Jokowi’s mixed messages

Jakarta International School. Indonesia’s expat institutions are feeling the pinch. Source: Wikimedia

As ever, Indonesia is sending out mixed messages. It wants foreign investment but is not keen on letting too many foreigners live there to spend it.

Jakarta is keen on encouraging citizens to repatriate overseas wealth but wants to organise how the money is spent.

And as a backdrop its ambitious plans for infrastructure projects were budgeted before fuel prices started to slide so a subtle recalibration in scale might occur.

The Indonesian parliament has just approved a tax amnesty that the authorities hope will draw in billions of dollars needed to finance a widening budget gap as it steps up infrastructural spending to boost growth.

Under the law, citizens who repatriate undeclared assets held abroad would face a penalty of between 2 and 5 per cent, according to the bill.

President Joko “Jokowi” Widodo is facing a revenue squeeze in the face of weaker commodity prices and slower growth. To keep the budget deficit under 3 per cent of GDP, Widodo is banking on the tax amnesty to help fill the shortfall.

The central bank estimates the tax programme, which will start next month and run for a maximum of nine months, will help bring US$42.5 billion of funds back to the country. Almost 30 per cent would go to government coffers, Finance Minister Bambang Brodjonegoro said.
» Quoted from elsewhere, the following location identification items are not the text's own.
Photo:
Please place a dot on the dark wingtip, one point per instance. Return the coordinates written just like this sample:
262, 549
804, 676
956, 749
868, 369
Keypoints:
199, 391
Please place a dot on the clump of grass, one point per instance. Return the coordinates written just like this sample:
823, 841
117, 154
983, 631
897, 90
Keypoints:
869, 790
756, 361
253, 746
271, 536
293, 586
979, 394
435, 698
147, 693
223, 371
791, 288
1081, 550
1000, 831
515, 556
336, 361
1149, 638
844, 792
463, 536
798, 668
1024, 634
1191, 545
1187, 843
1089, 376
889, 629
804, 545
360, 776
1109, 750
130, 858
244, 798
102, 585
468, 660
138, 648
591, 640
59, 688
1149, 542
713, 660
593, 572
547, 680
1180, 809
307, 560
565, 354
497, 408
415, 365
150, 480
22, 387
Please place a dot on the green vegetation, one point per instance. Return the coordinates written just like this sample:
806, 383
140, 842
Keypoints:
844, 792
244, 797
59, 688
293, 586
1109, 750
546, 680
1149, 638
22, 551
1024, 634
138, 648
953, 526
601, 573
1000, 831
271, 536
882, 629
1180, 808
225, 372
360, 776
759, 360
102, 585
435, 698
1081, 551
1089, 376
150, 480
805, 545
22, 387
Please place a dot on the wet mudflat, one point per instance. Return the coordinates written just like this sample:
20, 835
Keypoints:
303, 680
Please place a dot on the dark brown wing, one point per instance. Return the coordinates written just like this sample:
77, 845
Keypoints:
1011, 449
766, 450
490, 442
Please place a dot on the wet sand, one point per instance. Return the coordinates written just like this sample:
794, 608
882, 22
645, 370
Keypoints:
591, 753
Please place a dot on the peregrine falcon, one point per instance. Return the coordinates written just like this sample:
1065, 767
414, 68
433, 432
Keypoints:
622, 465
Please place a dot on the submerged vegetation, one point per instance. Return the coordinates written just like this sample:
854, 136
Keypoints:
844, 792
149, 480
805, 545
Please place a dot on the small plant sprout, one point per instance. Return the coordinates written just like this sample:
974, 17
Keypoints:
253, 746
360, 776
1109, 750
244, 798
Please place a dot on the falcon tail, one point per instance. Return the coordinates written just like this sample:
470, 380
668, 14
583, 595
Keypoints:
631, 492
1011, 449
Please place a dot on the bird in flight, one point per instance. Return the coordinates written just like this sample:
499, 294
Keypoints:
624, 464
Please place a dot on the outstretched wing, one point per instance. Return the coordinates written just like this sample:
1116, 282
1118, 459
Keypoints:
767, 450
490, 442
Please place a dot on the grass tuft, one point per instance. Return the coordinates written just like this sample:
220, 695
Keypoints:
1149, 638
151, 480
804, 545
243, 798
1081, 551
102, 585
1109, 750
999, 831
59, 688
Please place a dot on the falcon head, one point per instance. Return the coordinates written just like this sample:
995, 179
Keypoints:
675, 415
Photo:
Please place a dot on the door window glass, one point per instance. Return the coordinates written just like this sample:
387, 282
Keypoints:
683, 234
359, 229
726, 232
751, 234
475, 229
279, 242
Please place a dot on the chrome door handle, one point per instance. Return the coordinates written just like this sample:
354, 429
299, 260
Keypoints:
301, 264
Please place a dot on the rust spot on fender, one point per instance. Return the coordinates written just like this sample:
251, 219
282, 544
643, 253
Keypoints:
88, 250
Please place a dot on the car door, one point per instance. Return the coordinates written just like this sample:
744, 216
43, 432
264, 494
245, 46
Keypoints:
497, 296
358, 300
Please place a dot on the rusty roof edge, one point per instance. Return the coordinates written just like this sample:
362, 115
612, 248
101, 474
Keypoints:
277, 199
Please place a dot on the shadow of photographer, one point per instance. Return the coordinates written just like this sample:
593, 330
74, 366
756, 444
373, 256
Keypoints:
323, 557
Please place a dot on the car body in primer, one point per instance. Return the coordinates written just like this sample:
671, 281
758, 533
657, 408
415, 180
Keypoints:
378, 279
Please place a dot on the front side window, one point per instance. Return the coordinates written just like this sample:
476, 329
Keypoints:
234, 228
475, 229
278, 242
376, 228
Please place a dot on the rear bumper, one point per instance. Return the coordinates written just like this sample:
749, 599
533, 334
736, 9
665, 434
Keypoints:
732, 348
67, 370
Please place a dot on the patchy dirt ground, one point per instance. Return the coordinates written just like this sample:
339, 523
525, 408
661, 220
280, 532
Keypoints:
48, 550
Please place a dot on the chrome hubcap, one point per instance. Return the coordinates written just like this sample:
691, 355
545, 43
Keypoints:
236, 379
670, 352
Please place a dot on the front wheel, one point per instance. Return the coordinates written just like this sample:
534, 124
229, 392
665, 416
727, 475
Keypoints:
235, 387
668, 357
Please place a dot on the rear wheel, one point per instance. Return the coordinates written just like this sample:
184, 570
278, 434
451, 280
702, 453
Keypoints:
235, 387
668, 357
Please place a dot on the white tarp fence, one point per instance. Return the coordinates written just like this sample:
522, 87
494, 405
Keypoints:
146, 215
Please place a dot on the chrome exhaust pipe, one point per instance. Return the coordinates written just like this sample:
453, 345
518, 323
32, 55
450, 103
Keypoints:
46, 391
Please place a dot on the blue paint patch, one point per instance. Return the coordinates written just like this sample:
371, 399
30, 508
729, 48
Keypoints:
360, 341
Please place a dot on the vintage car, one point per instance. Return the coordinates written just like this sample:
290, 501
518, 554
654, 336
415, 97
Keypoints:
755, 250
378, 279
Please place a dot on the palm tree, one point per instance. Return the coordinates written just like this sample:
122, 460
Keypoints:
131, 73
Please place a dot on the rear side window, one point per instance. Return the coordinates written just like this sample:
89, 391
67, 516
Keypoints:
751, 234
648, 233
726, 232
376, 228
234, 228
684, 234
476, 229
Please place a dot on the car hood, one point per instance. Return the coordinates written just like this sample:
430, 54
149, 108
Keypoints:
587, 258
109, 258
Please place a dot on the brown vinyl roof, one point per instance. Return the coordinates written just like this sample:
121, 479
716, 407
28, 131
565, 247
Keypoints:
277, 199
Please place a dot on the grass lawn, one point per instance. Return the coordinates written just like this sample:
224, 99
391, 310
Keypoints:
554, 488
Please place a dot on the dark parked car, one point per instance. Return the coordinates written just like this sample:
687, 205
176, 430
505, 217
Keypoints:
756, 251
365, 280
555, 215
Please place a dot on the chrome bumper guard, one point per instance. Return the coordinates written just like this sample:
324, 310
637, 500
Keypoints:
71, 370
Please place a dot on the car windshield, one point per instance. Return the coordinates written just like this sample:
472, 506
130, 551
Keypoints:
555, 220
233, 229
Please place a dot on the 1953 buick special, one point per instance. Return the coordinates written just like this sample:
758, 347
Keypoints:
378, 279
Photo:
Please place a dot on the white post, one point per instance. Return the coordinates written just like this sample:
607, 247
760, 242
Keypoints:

Meanwhile, foreign workers are leaving Indonesia at an increasing rate due falling commodity prices that have forced resource companies to axe jobs while Jakarta has also introduced stricter regulations on expats.

The number of temporary residential permits handed to foreigners, including renewals, has fallen to 171,944 last year from 194,162 in 2013. So far this year, there were 72,399 issued but service providers to expats say they anticipate a further fall this year as they are seeing few fresh arrivals.
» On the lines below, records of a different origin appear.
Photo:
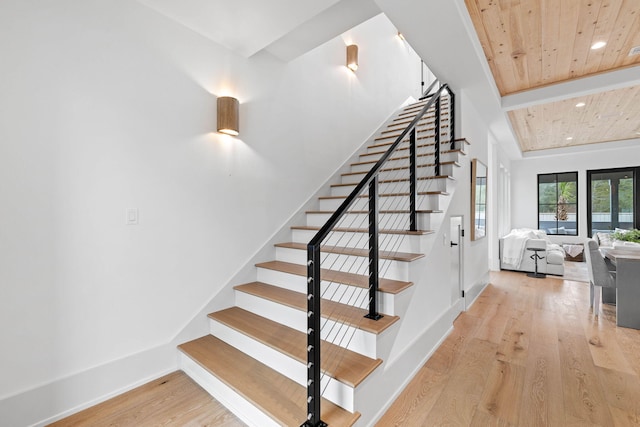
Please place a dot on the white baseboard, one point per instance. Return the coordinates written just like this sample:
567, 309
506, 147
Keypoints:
403, 369
58, 399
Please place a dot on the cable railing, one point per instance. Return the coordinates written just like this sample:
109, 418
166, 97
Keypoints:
368, 228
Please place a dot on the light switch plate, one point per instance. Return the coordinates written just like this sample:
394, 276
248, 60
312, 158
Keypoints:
132, 216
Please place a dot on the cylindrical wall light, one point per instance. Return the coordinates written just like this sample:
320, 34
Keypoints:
228, 115
352, 57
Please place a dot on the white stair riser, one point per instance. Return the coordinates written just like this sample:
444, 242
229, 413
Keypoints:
385, 221
345, 336
400, 242
395, 174
396, 187
424, 138
388, 221
444, 157
389, 269
339, 292
425, 202
233, 401
337, 392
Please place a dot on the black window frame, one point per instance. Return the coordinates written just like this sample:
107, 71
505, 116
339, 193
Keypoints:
636, 198
575, 173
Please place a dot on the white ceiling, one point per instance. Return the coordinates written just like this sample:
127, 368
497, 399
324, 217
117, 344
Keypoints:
440, 31
244, 26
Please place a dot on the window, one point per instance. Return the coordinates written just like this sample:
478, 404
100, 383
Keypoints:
558, 203
612, 199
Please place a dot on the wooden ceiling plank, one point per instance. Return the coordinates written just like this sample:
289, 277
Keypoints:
569, 32
607, 116
604, 29
584, 38
497, 29
550, 35
627, 34
547, 31
519, 54
532, 27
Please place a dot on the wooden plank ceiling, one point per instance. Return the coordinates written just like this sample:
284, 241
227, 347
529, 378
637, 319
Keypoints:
534, 43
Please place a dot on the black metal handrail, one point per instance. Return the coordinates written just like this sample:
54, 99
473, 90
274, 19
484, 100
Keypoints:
314, 246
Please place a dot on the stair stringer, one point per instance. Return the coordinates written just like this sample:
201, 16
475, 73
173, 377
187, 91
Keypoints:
402, 357
224, 296
426, 319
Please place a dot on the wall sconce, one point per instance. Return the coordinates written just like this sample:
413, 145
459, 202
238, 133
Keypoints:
228, 115
352, 57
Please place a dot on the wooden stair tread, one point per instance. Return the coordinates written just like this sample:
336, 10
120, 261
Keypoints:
374, 161
422, 193
426, 165
365, 230
396, 256
392, 211
399, 132
443, 141
260, 384
402, 148
344, 365
385, 285
408, 118
387, 181
347, 314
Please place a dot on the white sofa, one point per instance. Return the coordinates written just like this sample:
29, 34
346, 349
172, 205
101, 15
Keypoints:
515, 256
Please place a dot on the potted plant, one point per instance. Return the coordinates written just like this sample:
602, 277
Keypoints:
627, 235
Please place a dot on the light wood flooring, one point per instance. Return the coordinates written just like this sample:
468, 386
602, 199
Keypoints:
529, 352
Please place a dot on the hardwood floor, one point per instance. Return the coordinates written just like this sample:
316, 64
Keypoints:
529, 352
173, 400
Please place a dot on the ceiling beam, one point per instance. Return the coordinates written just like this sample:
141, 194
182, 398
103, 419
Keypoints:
618, 79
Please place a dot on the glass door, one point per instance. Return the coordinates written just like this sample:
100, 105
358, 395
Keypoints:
612, 200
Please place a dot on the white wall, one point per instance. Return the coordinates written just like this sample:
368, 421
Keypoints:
108, 106
476, 261
525, 181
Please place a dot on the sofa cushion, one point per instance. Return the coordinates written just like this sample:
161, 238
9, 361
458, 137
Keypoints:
604, 239
555, 257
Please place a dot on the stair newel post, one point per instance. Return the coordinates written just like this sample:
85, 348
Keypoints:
436, 137
313, 337
373, 250
413, 182
452, 117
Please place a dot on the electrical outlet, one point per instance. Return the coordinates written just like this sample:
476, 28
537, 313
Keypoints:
132, 216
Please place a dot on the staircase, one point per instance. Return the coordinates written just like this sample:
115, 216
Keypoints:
255, 359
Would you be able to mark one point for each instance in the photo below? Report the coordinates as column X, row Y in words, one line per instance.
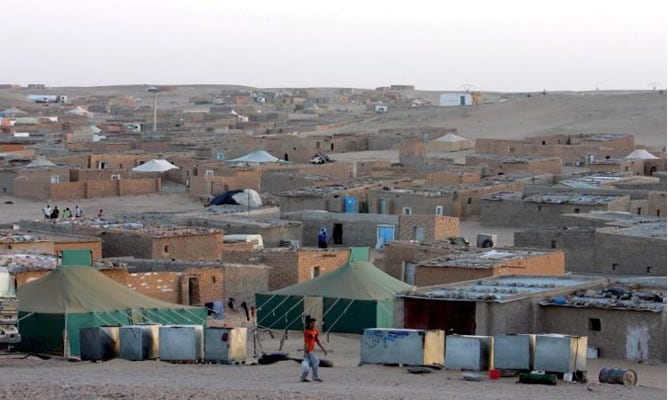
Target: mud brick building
column 507, row 165
column 477, row 264
column 571, row 149
column 518, row 210
column 23, row 241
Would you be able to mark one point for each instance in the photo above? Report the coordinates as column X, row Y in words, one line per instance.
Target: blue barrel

Top-end rents in Jakarta have plummeted and enrolment at international schools has dropped.

“The expat drought has been really noticeable in 2016,” said Deborah Minicola of international relocation firm Allied Pickfords in Indonesia. “This time the expat community has been hit from so many angles.”

The outflow was set to reduce luxury consumption and increase unemployment, economists said, as wealthy expats often employ several people, including housemaids, drivers, gardeners and bodyguards.

Some workers who recently lost their jobs are finding it difficult to get new employment.

The Australian Independent School in Balikpapan in East Kalimantan said it was expecting a 36-per-cent reduction in pupil numbers this year. Three other international schools in the city have closed during the past few years after layoffs at mining contractors and significant cuts to expat allowances.

Analysts fear the expat exodus will also create a noticeable skills shortfall that could hold the country back when the commodity downturn is reversed.

Sliding resource prices and a slowdown in demand from China, a key export market, have reduced the incentive for exploration or production in the oil, gas and mining sectors, forcing firms to cut costs.

The mining, oil and gas and geothermal sectors account for 7.62 per cent of the archipelago’s GDP, down from 11.81 per cent in 2011. Drilling contractors and exploration site surveyors are among the heaviest hit, industry experts say.

Total’s Indonesia spokesman said the company had “manpower planning which is in line with our evolution of activities”.  Chevron, which is selling assets in Asia, and Exxon declined to comment.

Last month a PwC survey of 53 companies in the oil and gas sector estimated that there would be a smaller expat workforce in future, with tighter controls on hiring foreigners cited as another example.

Jakarta has recently opened numerous business sectors to foreign investors in what President Joko Widodo called a “big-bang” financial liberalisation.

But running parallel were protectionist measures like the manpower ministry was encouraging companies to hire more indigenous staff and tightening scrutiny of the work permit applications from foreigners, said Ratna Agustina of an expat services firm.

The government also limits applicants to a maximum age of 55 in the fuel sector which rather restricts access to talent.

“If they are above 55, the assumption is that many have ailments and are less productive,” said Taslim Yunus of Indonesia’s energy regulator.

In 2015 it was required that foreigners should to be proficient in Bahasa and for firms to hire 10 Indonesian for every expat, only to backtrack after business protests.

The manpower ministry was unavailable for comment.

In contrast in Singapore foreign professionals, managers and executives earning at least US$3,300 a month rose 5 per cent to 187,900 by December last year from a year earlier.